Thanks RB The space can be a challenge but we have more than enough to fill it and even rotate some props year to year.
The ghost was a big hit! I bought the form at Spirit years ago and we just mounted it on a piece of black pipe/wooden base. Blacklight leaning against the door jamb and a small fan blowing the fabric.
I wish the fence was permanant! Mrs. dubs and I actually had a brief conversation once about putting a black wrought iron fence around the front, but I killed the deal when I said we also needed stone columns that I could put gargoyles on. Go figure!:


----------



## kprimm (Mar 14, 2009)

Great work, very nice display. I see some death studios masks, I have many myself.


----------



## lewlew (Mar 15, 2006)

Great look inside Jerry! Thanks for giving us the tour. I'll return the favor sometime! I hope to be done soon enough this year to have you and Dave down for a walk-through!

My favorite part is at 5:16...

jdubbya: *giggling*

Woman: "You're a bad, bad man."

jdubbya: "I know I am."


Too good. Too good.


----------



## jdubbya (Nov 6, 2005)

kprimm said:


> Great work, very nice display. I see some death studios masks, I have many myself.


Thanks!



lewlew said:


> Great look inside Jerry! Thanks for giving us the tour. I'll return the favor sometime! I hope to be done soon enough this year to have you and Dave down for a walk-through!
> 
> My favorite part is at 5:16...
> 
> ...


Thanks Mark! Good catch on the audio bite! That was funny and I remember that. It was a lady from down the street who always tells us we terrorize the kids (in a nice way) so she had to comment. I was standing in the garden trying to get some good footage of the cage scene but it wasn't easy with the lighting.
It was fun just to listen to peole's comments though. Did you catch the scarecrow scare! It was hard to see my son but the strobe light gives you an idea where he was, followed by the good scream! Fun times!!


----------



## Spider Rider (Nov 8, 2006)

Man, I was just getting into spring and then you post this great video. It gave me fall fever Your door ghost is beautifully eerie.Thanks, bad-bad man.


----------



## jdubbya (Nov 6, 2005)

Spider Rider said:


> Man, I was just getting into spring and then you post this great video. It gave me fall fever Your door ghost is beautifully eerie.Thanks, bad-bad man.


Thanks SR! Appreciate it. I know what you mean about Spring. I've been cleaning the garage a bit and seeing all of the tombstones and fence laying there is killing me! I promised my wife no Halloween building until after July 4th and since I don't have much to do this year I'm good with that.
I always have fall fever though!


----------



## turtle2778 (Jul 9, 2006)

Great job. I really like your lighting. What type of camera are you using for your pics? They seem extremely clear.


----------



## jdubbya (Nov 6, 2005)

turtle2778 said:


> Great job. I really like your lighting. What type of camera are you using for your pics? They seem extremely clear.
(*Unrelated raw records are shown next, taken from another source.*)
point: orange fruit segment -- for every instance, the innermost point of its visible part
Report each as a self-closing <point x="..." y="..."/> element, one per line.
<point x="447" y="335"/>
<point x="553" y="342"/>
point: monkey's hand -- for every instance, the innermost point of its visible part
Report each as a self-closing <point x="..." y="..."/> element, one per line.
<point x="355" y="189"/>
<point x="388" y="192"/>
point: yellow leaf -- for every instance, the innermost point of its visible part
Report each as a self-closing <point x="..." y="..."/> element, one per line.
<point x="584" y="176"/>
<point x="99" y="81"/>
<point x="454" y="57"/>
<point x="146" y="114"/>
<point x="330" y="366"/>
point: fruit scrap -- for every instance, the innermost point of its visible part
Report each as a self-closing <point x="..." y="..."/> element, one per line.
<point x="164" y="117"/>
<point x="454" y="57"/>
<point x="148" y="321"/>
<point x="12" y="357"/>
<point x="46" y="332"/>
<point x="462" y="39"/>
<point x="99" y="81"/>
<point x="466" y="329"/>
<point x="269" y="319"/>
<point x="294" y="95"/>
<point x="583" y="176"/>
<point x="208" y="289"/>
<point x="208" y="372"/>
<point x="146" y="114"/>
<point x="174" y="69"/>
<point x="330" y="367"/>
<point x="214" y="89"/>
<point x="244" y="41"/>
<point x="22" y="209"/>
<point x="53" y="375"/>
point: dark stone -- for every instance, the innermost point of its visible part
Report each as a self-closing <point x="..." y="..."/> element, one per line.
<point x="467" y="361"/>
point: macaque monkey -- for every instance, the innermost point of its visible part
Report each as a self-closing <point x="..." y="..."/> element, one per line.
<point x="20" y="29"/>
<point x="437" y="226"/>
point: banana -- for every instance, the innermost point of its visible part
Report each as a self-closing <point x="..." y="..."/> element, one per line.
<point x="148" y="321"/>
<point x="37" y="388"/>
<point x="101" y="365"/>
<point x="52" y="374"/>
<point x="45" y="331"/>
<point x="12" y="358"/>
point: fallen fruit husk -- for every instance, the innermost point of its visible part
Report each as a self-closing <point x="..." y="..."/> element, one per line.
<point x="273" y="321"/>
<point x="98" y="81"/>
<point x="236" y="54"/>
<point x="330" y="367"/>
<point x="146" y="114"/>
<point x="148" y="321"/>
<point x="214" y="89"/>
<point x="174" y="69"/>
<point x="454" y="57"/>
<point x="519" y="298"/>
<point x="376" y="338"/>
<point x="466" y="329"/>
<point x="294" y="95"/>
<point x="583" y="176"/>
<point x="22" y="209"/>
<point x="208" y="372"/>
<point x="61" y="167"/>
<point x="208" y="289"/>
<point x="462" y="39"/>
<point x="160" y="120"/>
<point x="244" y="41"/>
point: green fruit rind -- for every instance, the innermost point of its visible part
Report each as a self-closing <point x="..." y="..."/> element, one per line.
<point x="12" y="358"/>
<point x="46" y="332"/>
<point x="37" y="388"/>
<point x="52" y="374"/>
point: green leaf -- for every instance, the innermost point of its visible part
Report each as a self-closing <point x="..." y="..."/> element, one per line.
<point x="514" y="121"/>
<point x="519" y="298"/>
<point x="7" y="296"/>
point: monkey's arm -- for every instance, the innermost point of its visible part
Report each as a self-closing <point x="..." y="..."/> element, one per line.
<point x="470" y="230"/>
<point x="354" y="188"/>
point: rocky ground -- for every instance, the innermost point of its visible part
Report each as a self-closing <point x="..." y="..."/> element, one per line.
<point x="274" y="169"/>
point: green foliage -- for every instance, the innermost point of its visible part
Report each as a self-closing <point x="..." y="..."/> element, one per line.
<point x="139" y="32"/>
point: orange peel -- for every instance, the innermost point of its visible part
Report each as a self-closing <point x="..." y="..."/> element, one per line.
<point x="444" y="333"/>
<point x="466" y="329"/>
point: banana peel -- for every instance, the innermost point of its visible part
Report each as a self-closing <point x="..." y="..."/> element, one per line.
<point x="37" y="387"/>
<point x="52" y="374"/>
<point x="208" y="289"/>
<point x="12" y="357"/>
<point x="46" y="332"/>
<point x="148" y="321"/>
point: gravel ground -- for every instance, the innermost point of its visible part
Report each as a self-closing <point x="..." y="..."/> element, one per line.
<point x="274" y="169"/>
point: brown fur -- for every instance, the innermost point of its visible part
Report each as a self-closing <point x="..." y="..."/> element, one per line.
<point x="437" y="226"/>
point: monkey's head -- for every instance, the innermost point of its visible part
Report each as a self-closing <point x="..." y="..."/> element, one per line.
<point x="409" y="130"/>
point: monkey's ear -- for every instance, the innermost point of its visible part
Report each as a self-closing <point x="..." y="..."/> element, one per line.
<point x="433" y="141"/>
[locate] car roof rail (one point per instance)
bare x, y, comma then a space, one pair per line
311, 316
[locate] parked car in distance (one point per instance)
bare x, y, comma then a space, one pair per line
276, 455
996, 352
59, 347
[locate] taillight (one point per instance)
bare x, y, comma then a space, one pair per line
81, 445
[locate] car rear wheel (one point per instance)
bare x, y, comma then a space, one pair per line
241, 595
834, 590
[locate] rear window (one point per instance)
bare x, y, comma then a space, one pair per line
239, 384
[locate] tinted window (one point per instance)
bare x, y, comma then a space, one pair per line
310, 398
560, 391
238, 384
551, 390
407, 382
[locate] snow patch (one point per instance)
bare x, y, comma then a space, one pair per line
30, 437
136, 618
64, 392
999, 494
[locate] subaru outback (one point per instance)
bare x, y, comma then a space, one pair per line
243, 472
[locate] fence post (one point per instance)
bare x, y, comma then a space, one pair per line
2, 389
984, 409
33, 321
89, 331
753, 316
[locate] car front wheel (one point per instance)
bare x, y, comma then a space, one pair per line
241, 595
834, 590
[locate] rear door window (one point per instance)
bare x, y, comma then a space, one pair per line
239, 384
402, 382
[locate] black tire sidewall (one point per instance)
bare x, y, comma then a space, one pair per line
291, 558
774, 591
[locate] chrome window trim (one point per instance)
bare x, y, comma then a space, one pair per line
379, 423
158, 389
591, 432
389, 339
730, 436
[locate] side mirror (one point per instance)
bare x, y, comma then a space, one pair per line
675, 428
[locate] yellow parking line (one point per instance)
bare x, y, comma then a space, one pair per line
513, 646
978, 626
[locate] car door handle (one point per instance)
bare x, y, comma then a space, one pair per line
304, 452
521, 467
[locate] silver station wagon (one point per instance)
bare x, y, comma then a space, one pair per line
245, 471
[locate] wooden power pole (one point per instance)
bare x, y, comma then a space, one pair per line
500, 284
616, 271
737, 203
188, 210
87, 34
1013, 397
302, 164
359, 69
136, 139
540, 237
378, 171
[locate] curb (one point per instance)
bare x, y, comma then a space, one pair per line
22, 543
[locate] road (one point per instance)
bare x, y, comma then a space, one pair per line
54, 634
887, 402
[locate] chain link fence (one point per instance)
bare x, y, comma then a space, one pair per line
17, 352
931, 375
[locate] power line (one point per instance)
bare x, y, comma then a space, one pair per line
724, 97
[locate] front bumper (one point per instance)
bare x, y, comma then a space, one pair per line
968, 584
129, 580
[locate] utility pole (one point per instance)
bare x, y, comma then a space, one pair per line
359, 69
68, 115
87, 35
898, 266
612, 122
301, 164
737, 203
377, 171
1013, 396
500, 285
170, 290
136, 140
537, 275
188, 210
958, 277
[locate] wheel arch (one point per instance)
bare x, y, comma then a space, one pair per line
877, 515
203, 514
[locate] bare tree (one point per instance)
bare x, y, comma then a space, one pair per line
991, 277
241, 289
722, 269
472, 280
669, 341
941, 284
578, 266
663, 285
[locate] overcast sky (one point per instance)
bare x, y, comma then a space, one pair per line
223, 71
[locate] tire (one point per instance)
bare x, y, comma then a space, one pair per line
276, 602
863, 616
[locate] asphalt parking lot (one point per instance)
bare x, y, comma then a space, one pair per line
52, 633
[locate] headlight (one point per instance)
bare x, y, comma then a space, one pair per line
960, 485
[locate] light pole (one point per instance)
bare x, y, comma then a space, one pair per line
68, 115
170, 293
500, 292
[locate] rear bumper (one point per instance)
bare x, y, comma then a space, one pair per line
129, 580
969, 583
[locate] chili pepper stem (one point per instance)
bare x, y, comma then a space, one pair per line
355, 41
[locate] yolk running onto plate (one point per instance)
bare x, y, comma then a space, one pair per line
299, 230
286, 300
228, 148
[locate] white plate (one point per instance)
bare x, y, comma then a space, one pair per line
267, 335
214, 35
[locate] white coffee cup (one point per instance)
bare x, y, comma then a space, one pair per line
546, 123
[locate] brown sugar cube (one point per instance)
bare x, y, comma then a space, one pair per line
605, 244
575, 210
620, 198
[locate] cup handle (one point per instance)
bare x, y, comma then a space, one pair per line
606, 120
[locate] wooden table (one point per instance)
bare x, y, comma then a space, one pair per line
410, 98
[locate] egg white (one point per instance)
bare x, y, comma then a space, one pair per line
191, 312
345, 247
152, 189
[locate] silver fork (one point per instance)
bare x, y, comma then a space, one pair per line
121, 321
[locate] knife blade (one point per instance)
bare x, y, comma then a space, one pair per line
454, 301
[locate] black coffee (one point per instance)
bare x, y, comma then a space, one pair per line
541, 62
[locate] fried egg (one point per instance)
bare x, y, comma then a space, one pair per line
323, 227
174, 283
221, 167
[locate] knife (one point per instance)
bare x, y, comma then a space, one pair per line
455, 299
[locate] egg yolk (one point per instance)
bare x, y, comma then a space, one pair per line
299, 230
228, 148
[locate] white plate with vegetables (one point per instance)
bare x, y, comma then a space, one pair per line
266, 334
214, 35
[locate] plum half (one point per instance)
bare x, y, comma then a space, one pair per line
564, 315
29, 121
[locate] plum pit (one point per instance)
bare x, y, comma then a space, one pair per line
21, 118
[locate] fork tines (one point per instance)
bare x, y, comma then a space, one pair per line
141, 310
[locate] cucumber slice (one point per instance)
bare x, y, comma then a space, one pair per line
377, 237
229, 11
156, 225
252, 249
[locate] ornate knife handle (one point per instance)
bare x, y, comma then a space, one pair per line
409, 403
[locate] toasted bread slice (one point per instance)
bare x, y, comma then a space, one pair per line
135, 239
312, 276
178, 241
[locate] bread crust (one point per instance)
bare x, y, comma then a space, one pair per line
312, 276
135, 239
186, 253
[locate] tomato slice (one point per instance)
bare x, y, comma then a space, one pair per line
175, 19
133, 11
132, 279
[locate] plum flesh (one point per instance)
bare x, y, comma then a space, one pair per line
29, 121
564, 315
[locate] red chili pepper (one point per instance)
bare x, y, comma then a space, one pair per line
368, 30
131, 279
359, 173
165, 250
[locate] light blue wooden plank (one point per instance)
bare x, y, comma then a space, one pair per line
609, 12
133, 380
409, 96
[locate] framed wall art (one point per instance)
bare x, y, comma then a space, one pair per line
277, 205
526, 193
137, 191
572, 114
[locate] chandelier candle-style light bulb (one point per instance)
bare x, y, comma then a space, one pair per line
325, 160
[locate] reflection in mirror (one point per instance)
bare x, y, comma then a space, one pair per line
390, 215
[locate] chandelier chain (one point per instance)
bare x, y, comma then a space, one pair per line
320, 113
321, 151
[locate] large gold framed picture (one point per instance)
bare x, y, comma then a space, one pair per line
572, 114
Thanks but I take no credit for the pics. They were taken by a friend of a friend, who stopped over Halloween afternon and took the day shots. I told them to come back at night which they gladly did. He had a very nice camera and some impressive lenses to boot. Not sure what he was using. I'm hoping he comes back this year too.


----------



## MotelSixx (Sep 27, 2008)

July 4th, thats soooo far away!!!!!!!!
I'm starting more panels next week hahahahahha
And if I cheat on my taxes I can double the quantity of tombstones, hmmmmmm

6


----------



## jdubbya (Nov 6, 2005)

MotelSixx said:


> July 4th, thats soooo far away!!!!!!!!
> I'm starting more panels next week hahahahahha
> And if I cheat on my taxes I can double the quantity of tombstones, hmmmmmm
> 
> 6


LOL Dave! July 4th will be here before you know it
Hey, if you get audited and thrown in prison, can I cherry pick your stuff?


----------



## MotelSixx (Sep 27, 2008)

I was hoping for the govt. shutdown to avoid that! I think its the 300 tombstones I claim as an expense that tosses up the red flag . HAHAHA Actually I don't call it 'cheating on my taxes', I prefer to call it 'being economical with the truth' . Now I say this all in jest, but the IRS probably already pegged me after my last post hahahahah!:ninja:


----------



## MorbidMariah (Mar 28, 2009)

Looks fabulous, Jdub! I agree, that ghost is such a nice effect! And look at those beautiful trees out front....SIGH....we don't have those in the AZ dessert....


----------



## ScreamingScarecrow (Oct 1, 2008)

Great Halloween pictures of a great Haunt!
I love that Scarecrow Jumping down idea!
We wanted to do that scare tactic in 2009 but like so many things we didn't get to it!
Keep on Haunting!


----------



## PirateLady (Jul 23, 2010)

Nice haunt


----------



## jdubbya (Nov 6, 2005)

MorbidMariah said:


> Looks fabulous, Jdub! I agree, that ghost is such a nice effect! And look at those beautiful trees out front....SIGH....we don't have those in the AZ dessert....


Thanks MM. We really liked the ghost and will probably set her up again this year. It drew a lot of attention and positive feedback. We would miss having trees, especially in the fall. The leaves can be a mess but they are perfect when they fall and the kids run through them on Halloween night



ScreamingScarecrow said:


> Great Halloween pictures of a great Haunt!
> I love that Scarecrow Jumping down idea!
> We wanted to do that scare tactic in 2009 but like so many things we didn't get to it!
> Keep on Haunting!


Thanks SS. The scarecrow scare was so simple but so effective. We got some grat screams from it!



PirateLady said:


> Nice haunt


Gracias!


----------